Architects can design spaces to accentuate more intuitive paths through master planning and design of wayfinding systems. Healthcare design can also bolster the sense of comprehensibility through colors, landmarks, and views of nature. These tactics not only help patients comprehend their surroundings but also build their confidence in carrying out their own initiatives.
Sense of Management
Manageability deals with an individual’s sense of control of their situation and surroundings. Traditional healthcare designs have been able to make spaces manageable for staff with centralized services, infection control, patient oversight, and efficient organization of space.
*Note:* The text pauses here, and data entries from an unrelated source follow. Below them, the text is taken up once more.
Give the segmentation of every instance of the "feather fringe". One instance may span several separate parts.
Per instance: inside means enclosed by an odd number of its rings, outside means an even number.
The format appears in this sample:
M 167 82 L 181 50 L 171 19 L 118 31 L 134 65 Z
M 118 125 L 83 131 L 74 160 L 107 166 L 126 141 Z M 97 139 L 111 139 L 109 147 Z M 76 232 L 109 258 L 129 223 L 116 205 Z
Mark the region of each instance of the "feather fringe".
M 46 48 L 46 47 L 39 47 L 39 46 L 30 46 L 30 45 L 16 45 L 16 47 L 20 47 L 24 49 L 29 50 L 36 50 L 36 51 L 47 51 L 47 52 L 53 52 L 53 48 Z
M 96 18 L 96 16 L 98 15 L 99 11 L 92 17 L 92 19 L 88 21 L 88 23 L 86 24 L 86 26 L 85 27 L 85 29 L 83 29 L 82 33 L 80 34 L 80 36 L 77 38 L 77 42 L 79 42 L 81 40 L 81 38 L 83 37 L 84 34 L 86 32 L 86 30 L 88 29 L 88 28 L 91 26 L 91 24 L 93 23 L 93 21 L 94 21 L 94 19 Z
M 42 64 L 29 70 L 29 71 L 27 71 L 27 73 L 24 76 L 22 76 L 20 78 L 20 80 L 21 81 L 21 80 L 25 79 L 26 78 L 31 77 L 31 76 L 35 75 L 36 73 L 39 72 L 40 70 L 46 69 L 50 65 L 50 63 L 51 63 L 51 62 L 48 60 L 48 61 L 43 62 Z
For patients, intravenous drips, incubation, heating/cooling, dialysis, and other forms of ‘life support’ help them feel that they can get better on their own.
Salutogenic design can enable further functionality of healthcare facilities to improve a sense of independence in patients. By providing operable windows or access to facilities, a patient feels capable of taking decisions for their health and acting upon them. Accessibility to resources, staff, family, and friends also authorizes patients to exercise control of their environment.
Sense of Meaningfulness
The motivational aspect addressing the feeling of life having an emotional meaning is what Antonovsky labels Sense of Meaningfulness. People’s source of meaningfulness usually lies outside the walls of hospitals as family, friends, art, music, sports, or religion. This makes it difficult to establish meaning in healthcare facilities where patients are cut off from social interaction and the outside world. Healthcare architecture is also stereotyped as seeming sterile and bleak.
Through the salutogenic approach, health centers can incorporate art installations, spaces for music and social support, and recreational spaces like libraries or gyms. Hospitals may incorporate nature and animals in their facilities to inspire patients. Views of landscapes serve as positive distractions and have a proven effect on boosting patient recovery.
Architecture as Treatment
Several other models of salutogenic architecture have been developed like Jan Golembiewski’s ‘Neurology of Salutogenic Design’, Tye Farrow’s ‘Salutogenic Design Method’, and Roger Ulrich’s ‘Theory of Supportive Design’. What these models share in common is prioritizing the mental state of the patient as a means of facilitating recovery. The salutogenic model and its allied design philosophy support the idea that individuals have an innate ability to heal themselves.
It is also recognized that salutogenic architecture requires more than a design team. The entire healthcare organization must understand the meaning and impact of salutogenic design within their existing systems. This form of design thinking architects, healthcare workers, and patients to brainstorm how building features can enhance a sense of coherence and equip architecture as a form of medical treatment encouragement.